Social Security Reminder

Social Security Reminder

19 September 2006 · No Comments

Cato’s commentary today takes a shot at inaccuracy in political advertising on the issue of Social Security.

While politicians being inaccurate when trying to get elected is hardly anything new, there is one comment that bears repeating (over, and over, and over until someone gets the message):

Perhaps even more disturbing than the actual falsehoods is how the ads ignore Social Security’s looming financial crisis. Social Security will begin running a deficit in just 11 years. Of course, in theory, the Social Security Trust Fund will pay benefits until 2040. That’s not much comfort to today’s 33-year olds, who will face an automatic 26 percent cut in benefits unless the program is reformed before they retire. But even that figure is misleading, because the Trust Fund contains no actual assets. The government bonds it holds are simply a form of IOU, a measure of how much money the government owes the system. It says nothing about where the government will get the money to pay back those IOUs.

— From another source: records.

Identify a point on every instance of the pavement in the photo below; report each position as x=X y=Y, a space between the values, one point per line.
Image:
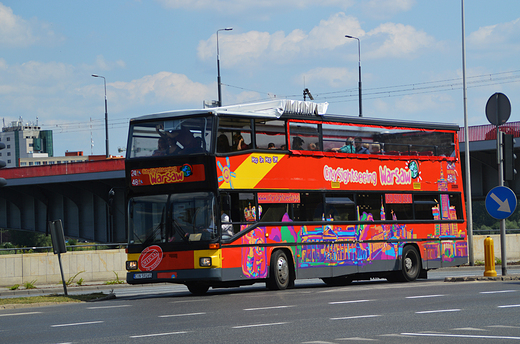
x=451 y=274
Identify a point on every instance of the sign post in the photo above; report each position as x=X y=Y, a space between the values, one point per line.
x=58 y=245
x=498 y=110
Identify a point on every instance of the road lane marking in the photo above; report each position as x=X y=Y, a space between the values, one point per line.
x=352 y=301
x=508 y=306
x=356 y=317
x=77 y=324
x=497 y=291
x=265 y=308
x=438 y=311
x=259 y=325
x=180 y=315
x=158 y=334
x=13 y=314
x=105 y=307
x=458 y=336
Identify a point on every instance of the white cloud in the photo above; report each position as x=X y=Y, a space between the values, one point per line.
x=163 y=87
x=250 y=48
x=235 y=6
x=328 y=77
x=18 y=32
x=401 y=41
x=500 y=37
x=386 y=8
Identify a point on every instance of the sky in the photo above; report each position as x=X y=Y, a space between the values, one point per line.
x=160 y=55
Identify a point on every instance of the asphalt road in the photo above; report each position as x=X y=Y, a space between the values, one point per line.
x=430 y=311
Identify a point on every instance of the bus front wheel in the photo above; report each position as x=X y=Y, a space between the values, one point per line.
x=197 y=289
x=280 y=274
x=410 y=265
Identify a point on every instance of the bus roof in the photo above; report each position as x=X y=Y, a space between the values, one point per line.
x=294 y=109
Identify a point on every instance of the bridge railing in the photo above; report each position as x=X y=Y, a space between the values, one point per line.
x=84 y=247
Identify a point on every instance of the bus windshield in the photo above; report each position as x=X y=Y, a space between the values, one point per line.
x=170 y=137
x=172 y=218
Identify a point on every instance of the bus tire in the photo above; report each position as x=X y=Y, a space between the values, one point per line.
x=280 y=272
x=410 y=264
x=337 y=281
x=197 y=289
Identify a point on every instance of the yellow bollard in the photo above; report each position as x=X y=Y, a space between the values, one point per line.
x=489 y=257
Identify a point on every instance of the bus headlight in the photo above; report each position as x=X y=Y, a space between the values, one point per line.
x=205 y=261
x=131 y=265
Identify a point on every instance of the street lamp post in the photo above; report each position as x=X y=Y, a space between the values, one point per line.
x=359 y=63
x=218 y=68
x=106 y=112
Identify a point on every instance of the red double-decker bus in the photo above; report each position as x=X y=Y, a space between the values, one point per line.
x=272 y=192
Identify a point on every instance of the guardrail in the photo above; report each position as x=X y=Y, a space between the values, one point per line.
x=86 y=247
x=494 y=231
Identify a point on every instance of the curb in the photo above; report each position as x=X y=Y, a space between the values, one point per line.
x=482 y=278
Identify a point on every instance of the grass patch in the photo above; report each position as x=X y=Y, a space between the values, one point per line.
x=51 y=298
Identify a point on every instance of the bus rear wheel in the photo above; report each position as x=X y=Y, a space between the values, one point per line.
x=280 y=273
x=197 y=289
x=410 y=265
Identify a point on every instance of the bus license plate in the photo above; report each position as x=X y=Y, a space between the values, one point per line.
x=143 y=275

Even if Congress can find a way to redeem the bonds, the Trust Fund surplus will be completely exhausted by 2040. Then, Social Security will have to rely solely on revenue from the payroll tax — and that revenue will not be sufficient to pay all promised benefits. Overall, the system’s unfunded liabilities — the amount it has promised beyond what it can actually pay — now total $15.3 trillion. Yes, that’s trillion with a “T.” Setting aside some technical changes in how future obligations are calculated, that’s $550 billion worse than last year. By failing to act last year, Congress handed our children and grandchildren a bill for another $550 billion.[...]

It is perfectly reasonable to disagree with various Social Security reform proposals, including personal accounts. But Social Security is too important to be left to demagoguery. At a minimum, we should expect the truth about the choices we face.